Home | About | Sematext search-lucene.com search-hadoop.com
 Search Hadoop and all its subprojects:

Switch to Threaded View
Pig >> mail # dev >> Begin a discussion about Pig as a top level project

Copy link to this message
Re: Begin a discussion about Pig as a top level project
I concur with Santhosh here. I think main question we need to answer
here is how close our ties are with Hadoop currently and how it will
be in future ? When Pig was originally designed the intent was to keep
it backend neutral, so  much so that there was a reference backend
implementation (also known as local engine) which had nothing to do
with Hadoop. But things have changed since then. Hadoop's local mode
is adopted in favor of Pig's own local mode. We have moved from being
backend agnostic to hadoop favoring. And while this was happening, it
seems we tried to keep Pig Latin language independent of hadoop
backend  while Pig runtime started to make use of hadoop concepts.

Apart from design decisions, this move also has a practical impact on
our codebase.
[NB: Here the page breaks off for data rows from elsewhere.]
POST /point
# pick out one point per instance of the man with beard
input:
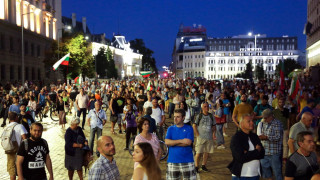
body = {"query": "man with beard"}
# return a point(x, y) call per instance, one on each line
point(25, 119)
point(33, 155)
point(241, 109)
point(105, 167)
point(302, 164)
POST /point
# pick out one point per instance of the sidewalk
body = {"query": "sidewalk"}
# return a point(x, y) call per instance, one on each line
point(54, 134)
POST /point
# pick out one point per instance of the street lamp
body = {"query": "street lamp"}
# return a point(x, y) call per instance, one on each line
point(69, 28)
point(22, 46)
point(255, 39)
point(255, 42)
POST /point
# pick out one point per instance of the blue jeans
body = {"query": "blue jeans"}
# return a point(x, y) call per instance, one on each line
point(245, 178)
point(82, 110)
point(274, 162)
point(219, 134)
point(93, 132)
point(171, 109)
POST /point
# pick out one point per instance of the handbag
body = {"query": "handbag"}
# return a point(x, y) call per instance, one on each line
point(221, 120)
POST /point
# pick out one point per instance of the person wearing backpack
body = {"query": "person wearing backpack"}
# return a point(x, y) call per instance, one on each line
point(33, 156)
point(10, 141)
point(204, 126)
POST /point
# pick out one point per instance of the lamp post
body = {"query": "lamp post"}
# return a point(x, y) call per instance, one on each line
point(69, 28)
point(22, 48)
point(255, 43)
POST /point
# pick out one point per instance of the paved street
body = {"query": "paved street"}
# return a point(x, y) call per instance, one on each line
point(55, 136)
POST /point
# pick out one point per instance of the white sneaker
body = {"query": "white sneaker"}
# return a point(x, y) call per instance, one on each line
point(221, 147)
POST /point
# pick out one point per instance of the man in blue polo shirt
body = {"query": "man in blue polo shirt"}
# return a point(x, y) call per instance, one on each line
point(179, 139)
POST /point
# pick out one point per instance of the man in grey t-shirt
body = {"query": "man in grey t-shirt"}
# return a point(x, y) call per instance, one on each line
point(303, 125)
point(203, 127)
point(302, 164)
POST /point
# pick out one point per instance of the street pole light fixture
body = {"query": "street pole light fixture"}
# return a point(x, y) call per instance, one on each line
point(255, 41)
point(22, 46)
point(68, 28)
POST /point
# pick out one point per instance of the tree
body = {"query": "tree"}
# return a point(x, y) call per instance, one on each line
point(101, 62)
point(112, 71)
point(289, 66)
point(81, 60)
point(247, 73)
point(148, 61)
point(259, 72)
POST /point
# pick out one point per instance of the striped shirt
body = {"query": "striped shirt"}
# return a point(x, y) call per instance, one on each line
point(274, 132)
point(104, 169)
point(294, 131)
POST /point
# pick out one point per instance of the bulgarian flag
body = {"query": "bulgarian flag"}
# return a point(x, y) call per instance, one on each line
point(76, 80)
point(145, 74)
point(149, 87)
point(282, 82)
point(62, 61)
point(294, 88)
point(196, 83)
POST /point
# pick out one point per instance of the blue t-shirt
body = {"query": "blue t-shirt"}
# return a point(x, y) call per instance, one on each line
point(14, 108)
point(179, 154)
point(308, 109)
point(226, 109)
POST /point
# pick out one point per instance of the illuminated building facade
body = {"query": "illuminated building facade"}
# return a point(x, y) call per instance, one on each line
point(196, 55)
point(312, 31)
point(127, 61)
point(41, 20)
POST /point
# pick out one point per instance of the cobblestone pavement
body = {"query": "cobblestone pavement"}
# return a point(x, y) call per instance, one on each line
point(54, 134)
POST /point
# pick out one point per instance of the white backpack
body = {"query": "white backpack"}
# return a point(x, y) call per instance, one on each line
point(8, 145)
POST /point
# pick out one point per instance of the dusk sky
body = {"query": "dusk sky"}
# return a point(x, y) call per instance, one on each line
point(157, 21)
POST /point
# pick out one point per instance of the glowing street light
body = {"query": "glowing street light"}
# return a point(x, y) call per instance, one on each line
point(255, 39)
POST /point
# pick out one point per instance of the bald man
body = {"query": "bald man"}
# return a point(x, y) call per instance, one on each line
point(303, 125)
point(97, 118)
point(105, 167)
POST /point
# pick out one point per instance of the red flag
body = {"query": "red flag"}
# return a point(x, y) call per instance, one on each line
point(282, 83)
point(76, 80)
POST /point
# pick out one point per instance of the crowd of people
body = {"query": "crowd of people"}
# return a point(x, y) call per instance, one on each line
point(274, 129)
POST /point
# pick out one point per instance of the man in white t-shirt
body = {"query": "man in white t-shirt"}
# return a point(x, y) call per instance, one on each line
point(158, 115)
point(19, 134)
point(147, 103)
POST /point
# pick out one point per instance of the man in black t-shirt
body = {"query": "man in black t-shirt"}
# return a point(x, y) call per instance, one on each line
point(33, 156)
point(120, 103)
point(25, 119)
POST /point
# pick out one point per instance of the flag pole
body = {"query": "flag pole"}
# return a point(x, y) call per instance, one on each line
point(66, 81)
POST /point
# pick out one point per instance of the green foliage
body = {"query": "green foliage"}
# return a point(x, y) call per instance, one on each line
point(259, 72)
point(101, 62)
point(105, 64)
point(112, 71)
point(148, 61)
point(289, 66)
point(247, 73)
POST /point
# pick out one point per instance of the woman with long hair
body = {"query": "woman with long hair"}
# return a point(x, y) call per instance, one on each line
point(187, 119)
point(146, 136)
point(148, 167)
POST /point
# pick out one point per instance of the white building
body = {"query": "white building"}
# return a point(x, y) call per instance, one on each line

Since we adopted Hadoop more closely, we got rid of an
extra layer of abstraction and instead started using similar
abstractions already existing in Hadoop. This has a positive impact
that it simplified the codebase and provides tighter integration with
So, if we are continuing in a direction where Hadoop is our only
backend (or atleast a favored one), close ties to Hadoop are useful
because of the reasons Alan and Dmitriy pointed out. if not, then I
think moving out to TLP makes sense. Since, there is no efforts which
I am aware of, is trying to plug in a different backend for Pig, I
think maintaining close ties with Hadoop is useful for Pig. In future
when there is a different distributed computing platform comes up
which we want to use as backend, we can revisit our decision. So, as
for things stand today I am -1 to move out of  Hadoop.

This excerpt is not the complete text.